Container for a single CPT sounding.

ATTRIBUTE DESCRIPTION
depth

Depth (m).

TYPE: ndarray

qc

Cone tip resistance (MPa or kPa -- callers must be consistent).

TYPE: ndarray

fs

Sleeve friction (kPa).

TYPE: ndarray

u2

Pore pressure behind cone (kPa). Default zeros.

TYPE: ndarray

title

Sounding name.

TYPE: str

Source code in geoeq/io/cpt_container.py
Python
def __init__(
    self,
    depth: Sequence[float],
    qc: Sequence[float],
    fs: Sequence[float] = None,
    u2: Sequence[float] = None,
    title: str = "CPT",
):
    self.depth = np.asarray(depth, dtype=float)
    self.qc = np.asarray(qc, dtype=float)
    self.fs = (np.asarray(fs, dtype=float)
               if fs is not None else np.zeros_like(self.depth))
    self.u2 = (np.asarray(u2, dtype=float)
               if u2 is not None else np.zeros_like(self.depth))
    self.title = title
    self._normalized = None

from_gef classmethod

Python
from_gef(path: Union[str, Path]) -> 'CPT'

Build a CPT from a GEF file.

Source code in geoeq/io/cpt_container.py
Python
@classmethod
def from_gef(cls, path: Union[str, Path]) -> "CPT":
    """Build a CPT from a GEF file."""
    from geoeq.io.gef_reader import read_gef
    gef = read_gef(path)
    d = gef["data"]
    # Common GEF column names: depth, qc, fs, u2 or "Sondeerlengte"...
    depth = _pick(d, ("depth", "z", "sondeerlengte"))
    qc = _pick(d, ("qc", "qc1", "konusw"))
    fs = _pick(d, ("fs", "fs1", "wrijving"), default=None)
    u2 = _pick(d, ("u2", "u", "waterdruk"), default=None)
    return cls(depth=depth, qc=qc, fs=fs, u2=u2,
                title=Path(path).stem)

from_ags classmethod

Python
from_ags(path: Union[str, Path]) -> 'CPT'

Build a CPT from an AGS4 file (uses STCN / SCPT / CPTU groups).

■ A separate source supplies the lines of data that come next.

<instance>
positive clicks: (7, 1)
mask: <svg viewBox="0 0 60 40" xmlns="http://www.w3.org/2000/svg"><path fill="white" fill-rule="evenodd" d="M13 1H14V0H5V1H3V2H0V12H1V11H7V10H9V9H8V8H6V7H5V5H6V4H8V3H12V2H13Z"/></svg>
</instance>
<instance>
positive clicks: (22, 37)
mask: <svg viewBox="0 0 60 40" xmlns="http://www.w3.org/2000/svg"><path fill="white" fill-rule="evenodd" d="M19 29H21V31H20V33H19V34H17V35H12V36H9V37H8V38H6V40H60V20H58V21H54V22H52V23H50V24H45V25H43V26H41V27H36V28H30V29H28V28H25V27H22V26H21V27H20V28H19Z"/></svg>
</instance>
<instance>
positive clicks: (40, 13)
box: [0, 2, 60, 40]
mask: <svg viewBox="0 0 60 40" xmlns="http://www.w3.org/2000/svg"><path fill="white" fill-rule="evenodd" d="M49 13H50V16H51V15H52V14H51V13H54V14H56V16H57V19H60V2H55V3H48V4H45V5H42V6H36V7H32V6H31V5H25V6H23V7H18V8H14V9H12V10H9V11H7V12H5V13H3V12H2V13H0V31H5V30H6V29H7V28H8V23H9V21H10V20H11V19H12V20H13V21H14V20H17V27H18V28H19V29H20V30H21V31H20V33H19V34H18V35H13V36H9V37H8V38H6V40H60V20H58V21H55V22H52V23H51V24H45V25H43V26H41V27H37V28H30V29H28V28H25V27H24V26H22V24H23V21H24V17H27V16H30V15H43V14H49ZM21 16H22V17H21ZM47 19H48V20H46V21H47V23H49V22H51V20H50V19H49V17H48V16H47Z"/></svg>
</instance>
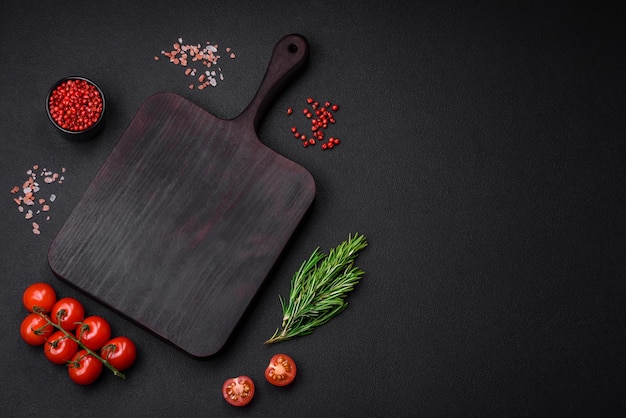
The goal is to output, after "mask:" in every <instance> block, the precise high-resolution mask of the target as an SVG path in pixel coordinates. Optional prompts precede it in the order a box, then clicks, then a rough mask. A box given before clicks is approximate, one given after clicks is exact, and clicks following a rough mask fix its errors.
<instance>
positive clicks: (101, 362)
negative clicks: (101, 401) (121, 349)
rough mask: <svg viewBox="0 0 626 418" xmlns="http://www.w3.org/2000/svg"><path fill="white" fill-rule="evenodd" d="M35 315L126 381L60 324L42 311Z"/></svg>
mask: <svg viewBox="0 0 626 418" xmlns="http://www.w3.org/2000/svg"><path fill="white" fill-rule="evenodd" d="M35 313H37V314H38V315H39V316H41V317H42V318H43V319H45V320H46V322H48V323H49V324H50V325H52V326H53V327H55V328H56V329H58V330H60V331H62V332H63V333H64V334H65V335H66V336H67V338H69V339H70V340H72V341H74V342H75V343H76V344H78V345H79V346H80V347H81V348H83V349H84V350H85V351H87V353H89V354H91V355H92V356H94V357H95V358H97V359H98V360H99V361H100V362H101V363H102V364H104V366H105V367H106V368H107V369H109V370H111V372H113V374H114V375H115V376H117V377H119V378H120V379H126V375H125V374H124V373H122V372H120V371H119V370H117V369H116V368H115V367H113V366H112V365H111V363H109V362H108V361H106V360H105V359H103V358H102V357H100V355H99V354H97V353H96V352H94V351H93V350H92V349H90V348H87V347H85V345H84V344H83V343H82V342H81V341H79V340H78V339H77V338H76V337H74V336H73V335H72V334H71V333H69V332H67V331H66V330H65V329H64V328H63V327H62V326H61V325H60V324H55V323H54V322H53V321H51V320H50V318H48V317H47V316H46V315H45V314H44V313H43V312H42V311H41V310H40V309H35Z"/></svg>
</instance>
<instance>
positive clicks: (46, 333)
mask: <svg viewBox="0 0 626 418" xmlns="http://www.w3.org/2000/svg"><path fill="white" fill-rule="evenodd" d="M53 331H54V327H53V326H52V325H50V324H49V323H48V322H47V321H46V320H45V319H44V318H42V317H41V316H40V315H39V314H36V313H31V314H29V315H28V316H26V318H24V320H23V321H22V325H21V326H20V334H21V335H22V339H23V340H24V341H26V343H28V344H30V345H42V344H43V343H45V342H46V338H48V337H49V336H50V335H52V332H53Z"/></svg>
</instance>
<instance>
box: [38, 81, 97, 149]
mask: <svg viewBox="0 0 626 418" xmlns="http://www.w3.org/2000/svg"><path fill="white" fill-rule="evenodd" d="M105 110H106V101H105V99H104V93H102V90H101V89H100V87H98V85H97V84H96V83H94V82H93V81H91V80H89V79H87V78H85V77H78V76H74V77H65V78H62V79H61V80H59V81H57V82H56V83H54V84H53V85H52V87H51V88H50V90H49V91H48V95H47V96H46V113H47V114H48V119H49V120H50V123H52V125H53V126H54V127H55V128H56V130H57V131H58V132H59V133H60V134H61V135H62V136H63V137H64V138H66V139H70V140H74V141H84V140H87V139H91V138H93V137H95V136H96V135H98V134H99V133H100V131H102V128H103V126H104V120H105V118H104V116H105Z"/></svg>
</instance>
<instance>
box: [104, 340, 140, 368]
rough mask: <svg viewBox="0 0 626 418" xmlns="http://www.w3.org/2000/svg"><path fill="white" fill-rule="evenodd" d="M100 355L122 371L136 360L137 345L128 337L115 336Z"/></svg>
mask: <svg viewBox="0 0 626 418" xmlns="http://www.w3.org/2000/svg"><path fill="white" fill-rule="evenodd" d="M100 356H101V357H102V358H103V359H105V360H106V361H108V362H109V364H110V365H111V366H113V367H115V368H116V369H117V370H119V371H120V372H121V371H122V370H126V369H128V368H129V367H130V366H132V365H133V363H134V362H135V359H136V358H137V347H135V344H134V343H133V342H132V341H131V339H130V338H128V337H115V338H113V339H112V340H110V341H109V342H107V343H106V344H105V345H104V347H102V350H100Z"/></svg>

Source code in geoeq/io/cpt_container.py
Python
@classmethod
def from_ags(cls, path: Union[str, Path]) -> "CPT":
    """Build a CPT from an AGS4 file (uses STCN / SCPT / CPTU groups)."""
    from geoeq.io.ags_reader import read_ags
    ags = read_ags(path)
    group = None
    for g in ("SCPT", "STCN", "CPTU", "CPTC"):
        if g in ags:
            group = ags[g]
            break
    if group is None:
        raise ValueError("No CPT-like group (SCPT/STCN/CPTU) in AGS file.")
    depth_key = next((h for h in group["headings"]
                      if "DPTH" in h.upper() or "DEPTH" in h.upper()),
                     group["headings"][0])
    qc_key = next((h for h in group["headings"]
                   if "QC" in h.upper() or "RES" in h.upper()), None)
    fs_key = next((h for h in group["headings"]
                   if "FS" in h.upper()), None)
    u_key = next((h for h in group["headings"]
                  if h.upper() in ("SCPT_U2", "CPTU_U2", "U2")), None)
    rows = group["data"]
    def col(key):
        if key is None:
            return None
        vals = []
        for r in rows:
            try:
                vals.append(float(r.get(key, "nan")))
            except (TypeError, ValueError):
                vals.append(np.nan)
        return np.asarray(vals)
    return cls(depth=col(depth_key), qc=col(qc_key),
                fs=col(fs_key), u2=col(u_key),
                title=Path(path).stem)